Mind the fundamentals
Eat well and exercise. Whole fruits and veggies, lean meats and nuts. Easy on the sugar, salt, sodas and anything processed. Do cardio and some weight-bearing exercises to equip your brain and body for all the big cats the corporate jungle tosses your way.
Lay off of the stimulants
Besides quitting tobacco, also moderate consumption of caffeine and alcohol, the latter which produces both stimulant and sedating effects. Go overboard and your jitters, troubles, or both will only worsen.
Meditate or pray
Mental health research shows increased mindfulness and spirituality can help lower stress levels and has a restorative and protective effect on health. Make time to consider matters weightier than your next deadline.
Fill the glass half full. Irrespective of what you tell yourself, most of us are quite capable of changing our internal dialogue, according to mental health experts. Change the conversation in your head by focusing on what you can do, what’s going right, what opportunities challenges present. Take stock of the long view, and it may sound trite, but experts say it’s critically important to focus on what makes you happy.
No, that's an order. Rock ‘n’ roll already. Or turn on some smooth jazz. Or Miley Cyrus. Whatever you're into. Try music to calm and soothe, or to lighten your mood just find something you want to sing aloud to, not an anthem that incites your rage. The latter — anger and hostility — can raise cardiovascular risk.
Physical, relational and personal considerations and limitations not withstanding, this proves a most reliable stress reliever and healthful activity on Monday or Friday.
Take a walk
Sometimes fleeing from a stressor happens in slow motion. Pick your battles, and let combustible situations cool and cooler heads (yours) prevail. Don’t wait, either, until you’re at wit’s end to take a stroll.
Seek professional help for stress
Mental health disorders, such as depression, can exacerbate stress and undermine even the best efforts to find calm. Don’t go it alone if you feel overwhelmed, despondent or your feelings of dread don’t relent, and you find yourself time and again in the same rut. Talk with a mental health professional, such as a counselor, psychologist or psychiatrist, for advice on how to move forward.
Strike a balance
Do more than work. If your life’s toils occur at home, the same applies. Doctor’s orders. More than momentary breaks, most manage best with a life outside the office and endeavors that extend beyond the day’s responsibilities. Not possible? See the last tip.
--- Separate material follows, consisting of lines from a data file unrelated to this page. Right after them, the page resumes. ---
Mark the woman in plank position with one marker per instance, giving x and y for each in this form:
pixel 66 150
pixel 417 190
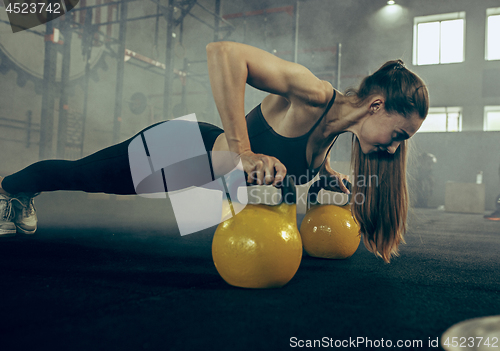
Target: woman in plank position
pixel 290 132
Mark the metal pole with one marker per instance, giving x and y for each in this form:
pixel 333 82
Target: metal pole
pixel 339 61
pixel 63 101
pixel 168 61
pixel 296 34
pixel 49 74
pixel 217 20
pixel 85 94
pixel 120 74
pixel 29 116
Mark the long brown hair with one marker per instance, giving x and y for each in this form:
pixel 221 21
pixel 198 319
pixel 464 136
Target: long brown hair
pixel 381 209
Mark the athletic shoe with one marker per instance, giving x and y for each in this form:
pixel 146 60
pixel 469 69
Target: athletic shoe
pixel 495 216
pixel 25 213
pixel 7 226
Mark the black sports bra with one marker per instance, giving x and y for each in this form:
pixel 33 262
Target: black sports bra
pixel 290 151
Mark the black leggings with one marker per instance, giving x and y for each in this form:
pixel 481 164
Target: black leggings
pixel 105 171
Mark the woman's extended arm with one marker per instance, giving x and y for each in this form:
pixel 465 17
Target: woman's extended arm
pixel 232 65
Do what you love — or at least like
We’re not built for chronic misery and your body will find a way out one way or another, fight, flight, or early demise. Most of the action will happen within, from headached noggin and strained heart to nervous, twitching foot. Look around. If it looks like the end of days in the cubicle to your right and your left, think long-term, and check the path to the door and into another job.